Mission possible

Learn, Serve, Build. Be inspired by the accounts of those who made Project Dove, a Duke-NUS Medical School student-led overseas medical mission possible since 2010.


Project Dove 2019 team
The Project Dove 2019 team poses before the start of the mission

Going beyond our own communities to serve - that's what Project Dove, a Duke-NUS Medical School student-led overseas medical mission, has been doing since 2010. Project Dove leaders, including a faculty member, share their experiences from their 2019 mission.


Dr Courtney Davis, Staff Physician, Adolescent Medicine Service, KK Women’s and Children’s Hospital, and Faculty Advisor for Project Dove

Joining Project Dove as a faculty member in 2015 allowed me to combine my longstanding interest in health and prevention with medical opportunities, to then help an under-served community in Cambodia.  

Working closely with students, faculty members and local health workers was a unique learning and teaching experience for me. Now I go every year.  In my view, it’s the most meaningful educational and mentoring experience of the year.  

Although Project Dove is student-led, there are complex partnerships with faculty members and for the last few years, a local community non-governmental organisation (NGO) in Vietnam.   

The students plan, budget and communicate with our partner organisation, Project Vietnam, and carry out the programme. It takes commitment, planning and leadership on their part. We use the near peer teaching model, where third-year students mentor and teach first-year students. 

Faculty members play an integral part in planning the trip and pre-trip education, including contextualising it for global health learning. We’re also involved in precepting and mentoring students while on the trip, and engaging them in reflective practice.

We ensure that they learn from the experience. And they do. Student research shows that those who took part improved their self-efficacy, and clinical and cultural competence.  

We also ensure that the work is culturally relevant, useful and meets the needs of the community. It also needs to support Project Vietnam’s mission and our own goals.

In the past 10 years, we’ve grown and are now able to link up with more communities. We will be partnering the SingHealth Duke-NUS Global Health Institute in the future, which will deepen the global health learning experiences on these trips.      

Winning in the community service category of the National University of Singapore’s (NUS') Student Life Awards rewards one of our deserving projects, and we hope it highlights all our community service projects that students take part in, despite their busy workloads.     

Gim Hui Lim, Class of 2020 alumnus, MD Programme, Duke-NUS, and Project Director of Project Dove 2019

Last year, our team of 18 students, with Co-Directors Tan Kai Wei and Pamela Tay, returned to Quang Tri, Vietnam, to serve the rural community there.

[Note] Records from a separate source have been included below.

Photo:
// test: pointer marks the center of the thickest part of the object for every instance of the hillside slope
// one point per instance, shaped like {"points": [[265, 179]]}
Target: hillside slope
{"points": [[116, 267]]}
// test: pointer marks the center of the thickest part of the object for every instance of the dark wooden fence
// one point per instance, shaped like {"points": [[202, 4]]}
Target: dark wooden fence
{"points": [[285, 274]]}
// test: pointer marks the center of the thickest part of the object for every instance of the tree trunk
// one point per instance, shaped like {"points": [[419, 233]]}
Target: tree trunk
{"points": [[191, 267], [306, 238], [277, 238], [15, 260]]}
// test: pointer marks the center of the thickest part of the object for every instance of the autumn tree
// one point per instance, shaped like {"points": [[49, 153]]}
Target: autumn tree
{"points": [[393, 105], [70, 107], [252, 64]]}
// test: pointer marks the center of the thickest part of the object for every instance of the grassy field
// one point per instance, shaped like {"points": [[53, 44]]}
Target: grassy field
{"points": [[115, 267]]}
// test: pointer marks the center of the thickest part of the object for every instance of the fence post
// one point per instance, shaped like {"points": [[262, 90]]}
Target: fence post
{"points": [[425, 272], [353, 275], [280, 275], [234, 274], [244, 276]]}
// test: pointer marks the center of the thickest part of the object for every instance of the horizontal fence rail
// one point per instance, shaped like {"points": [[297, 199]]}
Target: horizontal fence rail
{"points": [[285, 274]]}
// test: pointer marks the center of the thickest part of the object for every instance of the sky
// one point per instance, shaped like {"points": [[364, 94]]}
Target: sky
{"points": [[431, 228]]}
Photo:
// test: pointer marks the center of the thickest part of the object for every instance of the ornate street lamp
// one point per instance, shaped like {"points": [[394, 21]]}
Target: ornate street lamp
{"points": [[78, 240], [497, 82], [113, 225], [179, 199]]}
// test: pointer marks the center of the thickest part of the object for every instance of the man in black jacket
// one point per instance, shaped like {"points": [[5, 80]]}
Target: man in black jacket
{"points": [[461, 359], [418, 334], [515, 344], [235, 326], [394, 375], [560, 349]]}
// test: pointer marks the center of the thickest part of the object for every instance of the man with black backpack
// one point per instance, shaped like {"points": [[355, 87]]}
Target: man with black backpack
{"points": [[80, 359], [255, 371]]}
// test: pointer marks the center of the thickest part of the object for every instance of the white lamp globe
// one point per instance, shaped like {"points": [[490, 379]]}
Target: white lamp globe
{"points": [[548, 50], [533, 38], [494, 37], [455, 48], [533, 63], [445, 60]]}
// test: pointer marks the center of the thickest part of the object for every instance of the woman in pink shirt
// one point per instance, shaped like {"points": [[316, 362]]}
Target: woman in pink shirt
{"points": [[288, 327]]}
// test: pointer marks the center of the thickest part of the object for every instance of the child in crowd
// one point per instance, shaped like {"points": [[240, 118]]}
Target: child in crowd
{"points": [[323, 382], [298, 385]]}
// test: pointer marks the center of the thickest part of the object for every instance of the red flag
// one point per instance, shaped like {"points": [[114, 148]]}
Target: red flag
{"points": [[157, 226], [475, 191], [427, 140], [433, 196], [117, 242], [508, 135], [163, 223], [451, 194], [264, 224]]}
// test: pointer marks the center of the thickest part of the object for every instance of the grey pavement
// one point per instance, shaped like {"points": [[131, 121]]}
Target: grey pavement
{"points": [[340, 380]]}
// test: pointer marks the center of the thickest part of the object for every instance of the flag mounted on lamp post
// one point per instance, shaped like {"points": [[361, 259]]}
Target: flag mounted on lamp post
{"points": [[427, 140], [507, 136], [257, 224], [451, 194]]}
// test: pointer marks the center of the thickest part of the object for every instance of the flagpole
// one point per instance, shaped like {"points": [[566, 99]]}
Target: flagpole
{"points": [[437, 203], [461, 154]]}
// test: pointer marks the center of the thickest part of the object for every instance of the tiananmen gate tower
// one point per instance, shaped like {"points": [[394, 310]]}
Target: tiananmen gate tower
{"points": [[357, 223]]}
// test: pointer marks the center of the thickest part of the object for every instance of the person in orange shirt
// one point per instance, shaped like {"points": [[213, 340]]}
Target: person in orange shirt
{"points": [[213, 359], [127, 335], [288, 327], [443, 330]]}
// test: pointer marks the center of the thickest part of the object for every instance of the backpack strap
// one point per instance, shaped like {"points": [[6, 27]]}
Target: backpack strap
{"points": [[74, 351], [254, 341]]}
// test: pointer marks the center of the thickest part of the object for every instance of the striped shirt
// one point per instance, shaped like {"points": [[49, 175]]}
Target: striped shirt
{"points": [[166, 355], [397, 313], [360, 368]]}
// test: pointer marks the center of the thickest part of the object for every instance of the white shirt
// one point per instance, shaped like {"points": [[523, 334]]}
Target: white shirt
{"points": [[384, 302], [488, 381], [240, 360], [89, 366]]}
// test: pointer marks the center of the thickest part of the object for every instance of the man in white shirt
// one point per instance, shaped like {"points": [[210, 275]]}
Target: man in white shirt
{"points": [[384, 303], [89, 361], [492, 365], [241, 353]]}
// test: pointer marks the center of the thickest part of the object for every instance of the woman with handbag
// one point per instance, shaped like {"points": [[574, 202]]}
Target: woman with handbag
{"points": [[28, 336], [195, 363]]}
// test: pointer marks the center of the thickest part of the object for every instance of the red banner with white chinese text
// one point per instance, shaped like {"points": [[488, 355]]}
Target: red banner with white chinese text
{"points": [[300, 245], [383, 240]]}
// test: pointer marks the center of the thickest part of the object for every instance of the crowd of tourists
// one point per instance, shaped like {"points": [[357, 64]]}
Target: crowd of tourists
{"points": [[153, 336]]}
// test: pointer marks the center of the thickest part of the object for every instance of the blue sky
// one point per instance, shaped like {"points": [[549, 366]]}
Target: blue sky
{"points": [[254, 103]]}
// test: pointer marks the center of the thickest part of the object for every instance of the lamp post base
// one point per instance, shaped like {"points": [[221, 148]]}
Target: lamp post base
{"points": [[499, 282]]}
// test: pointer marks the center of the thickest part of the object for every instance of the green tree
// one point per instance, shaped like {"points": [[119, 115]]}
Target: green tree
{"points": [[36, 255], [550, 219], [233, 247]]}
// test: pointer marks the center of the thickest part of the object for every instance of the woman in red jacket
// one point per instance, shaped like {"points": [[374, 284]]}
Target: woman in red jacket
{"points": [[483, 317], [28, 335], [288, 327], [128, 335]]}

I am proud of what my team has achieved. We doubled the number of doctors from three to six, and had 18 local volunteers serving 1,010 patients – two and a half times more than last year.

We bonded with these volunteers to become a high-performing team that overcame many constraints.

We also raised more than $34,000, a historically high sum thanks to generous donors.

We raised funds because we believe that to sustain help to the community, we need to educate the villagers, rather than simply giving them a month’s worth of medicine.

One thing we did with the money was to build a toilet in a preschool, at the request of community leaders. The children can now safely practice what we taught them about hand and oral hygiene.

We emphasised this need for education at last year’s International Conference on Humanitarian Medical Missions, where we presented six topics on the organisation of health education and a two-year epidemiological study of the area.   

Winning the NUS’ Student Life Award was one of the highest honours and a recognition of Project Dove’s performance. It reaffirms the hard work and dedication of our teams and I hope it will encourage more students to join us.


Tan Kai Wei, second-year PhD in the MD-PhD Programme student, Duke-NUS, and Co-Director of Project Dove 2019

Every member of the team was highly invested in the project.

I’m proud of this team spirit. We took time to get used to each other’s working styles and idiosyncrasies, but we worked well together, especially during the toughest times, like when patient queues seemed endless. It was then that the entire team transformed into a well-oiled machine to take on a patient load that was more than what we expected.  

Overseas mission trips abound with uncertainty, but I saw how versatile and flexible everyone was to accommodate the many changes that took place during the trip.  

The success of Project Dove 2019 would not have been possible without everyone’s hard work. It was great to win the NUS’ Student Life Award. It acknowledges our efforts.

Gim Hui Lim
Gim Hui Lim, Project Director of Project Dove 2019, with the residents of Quang Tri, Vietnam.
Gim Hui Lim and Tan Kai Wei
Gim Hui Lim and Tan Kai Wei, Project Director and Co-Director of Project Dove 2019, respectively, with NUS' Student Life Award.